Our conclusion differs from the results of a recent study of adult mouse nAChR exposed to pairs of competitive antagonists.17
The results of that study suggested that (+)-tubocurarine and pancuronium compete for the same binding site. However, those experiments were performed under conditions of relatively low receptor occupancy where synergistic effects are expected to be small. We are currently performing experiments under conditions of high receptor occupancy to clarify this issue.

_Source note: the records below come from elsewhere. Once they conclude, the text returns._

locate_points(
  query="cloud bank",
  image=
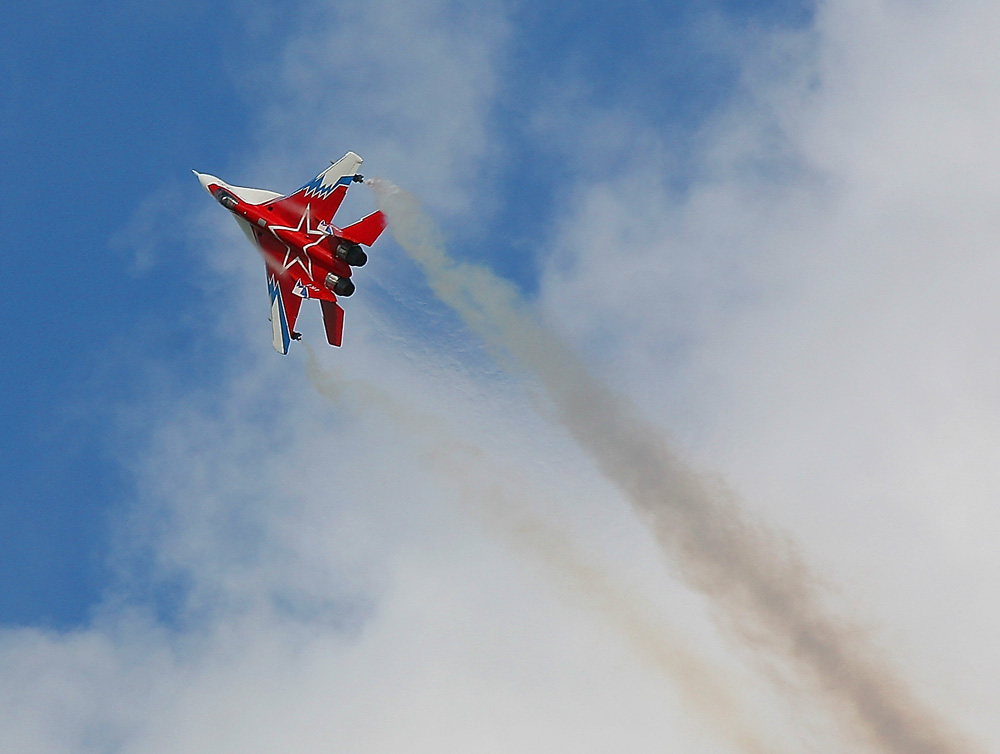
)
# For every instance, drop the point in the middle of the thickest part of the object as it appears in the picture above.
(810, 311)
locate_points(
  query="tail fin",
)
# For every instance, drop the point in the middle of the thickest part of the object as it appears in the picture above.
(324, 193)
(366, 230)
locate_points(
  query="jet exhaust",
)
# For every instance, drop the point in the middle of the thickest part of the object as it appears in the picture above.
(507, 511)
(762, 591)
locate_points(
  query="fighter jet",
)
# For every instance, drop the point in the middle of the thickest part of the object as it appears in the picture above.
(305, 254)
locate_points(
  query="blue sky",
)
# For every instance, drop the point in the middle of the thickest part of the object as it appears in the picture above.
(769, 226)
(118, 113)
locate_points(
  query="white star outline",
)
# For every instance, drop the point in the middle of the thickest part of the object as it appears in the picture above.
(291, 258)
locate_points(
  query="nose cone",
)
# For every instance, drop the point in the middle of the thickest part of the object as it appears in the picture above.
(207, 180)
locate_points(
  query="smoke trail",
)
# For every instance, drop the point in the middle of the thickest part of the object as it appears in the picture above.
(761, 589)
(704, 691)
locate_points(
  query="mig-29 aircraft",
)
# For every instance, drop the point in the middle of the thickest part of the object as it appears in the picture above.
(306, 255)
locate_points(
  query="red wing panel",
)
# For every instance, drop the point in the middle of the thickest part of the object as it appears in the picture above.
(366, 230)
(333, 321)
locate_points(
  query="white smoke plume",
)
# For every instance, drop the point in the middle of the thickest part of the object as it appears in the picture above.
(705, 691)
(760, 587)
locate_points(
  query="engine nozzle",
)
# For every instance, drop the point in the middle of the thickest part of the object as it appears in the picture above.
(340, 286)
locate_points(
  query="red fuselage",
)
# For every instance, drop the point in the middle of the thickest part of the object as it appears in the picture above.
(292, 246)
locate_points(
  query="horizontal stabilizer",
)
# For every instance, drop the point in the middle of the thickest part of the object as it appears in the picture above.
(366, 230)
(333, 321)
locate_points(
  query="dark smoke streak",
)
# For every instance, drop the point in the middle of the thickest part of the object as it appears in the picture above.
(762, 590)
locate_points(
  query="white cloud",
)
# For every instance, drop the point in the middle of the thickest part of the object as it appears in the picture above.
(812, 316)
(815, 317)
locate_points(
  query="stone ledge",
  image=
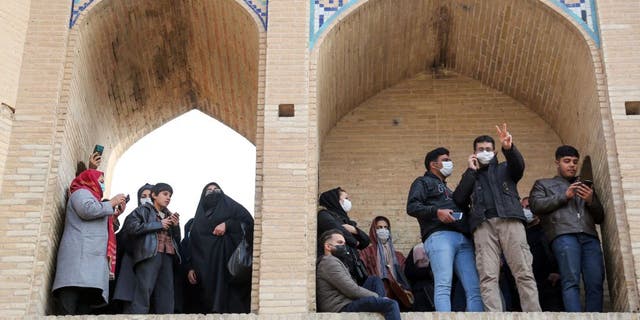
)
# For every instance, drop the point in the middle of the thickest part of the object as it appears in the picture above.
(367, 316)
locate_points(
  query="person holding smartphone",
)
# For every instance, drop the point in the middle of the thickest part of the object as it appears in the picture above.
(569, 210)
(445, 232)
(496, 219)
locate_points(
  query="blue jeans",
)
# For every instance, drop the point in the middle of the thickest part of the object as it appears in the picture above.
(388, 307)
(580, 253)
(451, 251)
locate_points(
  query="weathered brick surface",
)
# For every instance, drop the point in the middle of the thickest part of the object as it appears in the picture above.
(128, 67)
(14, 19)
(620, 32)
(529, 50)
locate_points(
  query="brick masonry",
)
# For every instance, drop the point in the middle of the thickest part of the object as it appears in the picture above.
(125, 69)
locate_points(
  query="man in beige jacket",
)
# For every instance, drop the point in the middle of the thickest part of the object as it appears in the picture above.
(338, 292)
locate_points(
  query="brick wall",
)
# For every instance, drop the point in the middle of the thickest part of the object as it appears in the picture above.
(28, 177)
(620, 32)
(14, 19)
(529, 50)
(377, 150)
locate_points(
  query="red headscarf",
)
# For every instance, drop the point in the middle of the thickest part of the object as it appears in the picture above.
(90, 180)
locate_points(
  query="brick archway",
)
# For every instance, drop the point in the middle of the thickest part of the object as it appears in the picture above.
(528, 50)
(133, 66)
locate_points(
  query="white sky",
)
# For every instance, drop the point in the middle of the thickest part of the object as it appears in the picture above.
(189, 152)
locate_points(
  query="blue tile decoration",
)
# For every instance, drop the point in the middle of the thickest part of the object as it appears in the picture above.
(259, 7)
(77, 6)
(584, 12)
(323, 12)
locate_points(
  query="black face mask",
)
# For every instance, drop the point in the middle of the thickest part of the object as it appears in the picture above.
(211, 200)
(340, 251)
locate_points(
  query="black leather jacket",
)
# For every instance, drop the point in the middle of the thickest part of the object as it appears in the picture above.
(503, 179)
(141, 227)
(428, 194)
(562, 216)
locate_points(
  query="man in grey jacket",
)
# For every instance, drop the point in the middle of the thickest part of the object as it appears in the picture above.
(338, 292)
(569, 210)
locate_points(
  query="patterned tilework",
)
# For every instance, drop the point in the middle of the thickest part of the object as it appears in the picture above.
(259, 7)
(322, 13)
(584, 12)
(77, 6)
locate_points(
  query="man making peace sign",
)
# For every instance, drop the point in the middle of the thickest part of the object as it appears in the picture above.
(488, 189)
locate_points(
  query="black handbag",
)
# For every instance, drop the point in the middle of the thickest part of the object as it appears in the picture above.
(240, 263)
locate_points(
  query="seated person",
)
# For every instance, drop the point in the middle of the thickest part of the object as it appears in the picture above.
(338, 292)
(382, 260)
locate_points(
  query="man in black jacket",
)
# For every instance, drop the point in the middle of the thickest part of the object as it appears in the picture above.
(154, 233)
(569, 210)
(489, 190)
(445, 232)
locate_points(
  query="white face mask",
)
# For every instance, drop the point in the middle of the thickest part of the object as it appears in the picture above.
(485, 157)
(447, 168)
(346, 205)
(528, 215)
(383, 234)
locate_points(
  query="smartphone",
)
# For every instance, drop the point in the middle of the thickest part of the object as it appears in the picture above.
(98, 148)
(587, 183)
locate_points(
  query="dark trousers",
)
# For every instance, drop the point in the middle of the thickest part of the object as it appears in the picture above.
(388, 307)
(154, 285)
(77, 300)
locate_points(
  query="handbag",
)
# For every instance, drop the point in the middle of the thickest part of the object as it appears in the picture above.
(240, 263)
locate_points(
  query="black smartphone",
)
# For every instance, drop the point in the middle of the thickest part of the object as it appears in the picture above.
(98, 148)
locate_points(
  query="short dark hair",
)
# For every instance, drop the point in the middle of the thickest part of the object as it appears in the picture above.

Our kinetic measurements provide additional information about the binding of competitive antagonists to the nAChR. The α
Y198F mutation caused a relatively small, 20% decrease in the IC50
of cisatracurium. However, this was the result of large changes in the kinetics of inhibition: a 3.6-fold decrease in the dissociation rate and a 2.8-fold decrease in the association rate. An equilibrium assay alone might have led to the conclusion that this amino acid plays a minor role in the interaction of cisatracurium with the receptor. One possible interpretation is that cisatracurium encounters α
Y198 on its journey into and out of its binding site but does not bind too closely to this residue. A similar effect was seen with the effect of this mutation on the kinetics of acetylcholine binding; both the association and dissociation rates decreased by a factor of 2, such that the overall affinity was unchanged.31
Most of the antagonist/mutation combinations we examined, however, suggest that the dissociation rate is the primary determinant of the IC50
value. There are some notable exceptions, and we are currently conducting experiments with other analogs of (+)-tubocurarine to better understand these observations.
The results of this study show that our concept of ligand binding sites on receptors must be broad. The interaction of competitive antagonists with the nAChR is strong, leading to nm
binding affinities. However, even structurally similar competitive antagonists occupy different positions at the interface between receptor subunits, and some of them prefer different interfaces. Moreover, we have observed pharmacologic differences between mouse and human adult AChRs.32
This has implications for drug design. Although the amino groups are essential for binding to the acetylcholine binding site, addition of methyl groups to a parent compound may do more than to increase hydrophobicity; it may affect the orientation of the ligand within the site.30
The presence of two dissimilar binding sites means that drug design can follow two independent pathways and that pairs of drugs with opposite site preferences may act synergistically. This understanding was made possible by advances in structural and molecular biology. Increased resolution of the conformations of other receptor proteins will probably reveal similar intricacies in the binding of ligands to those proteins.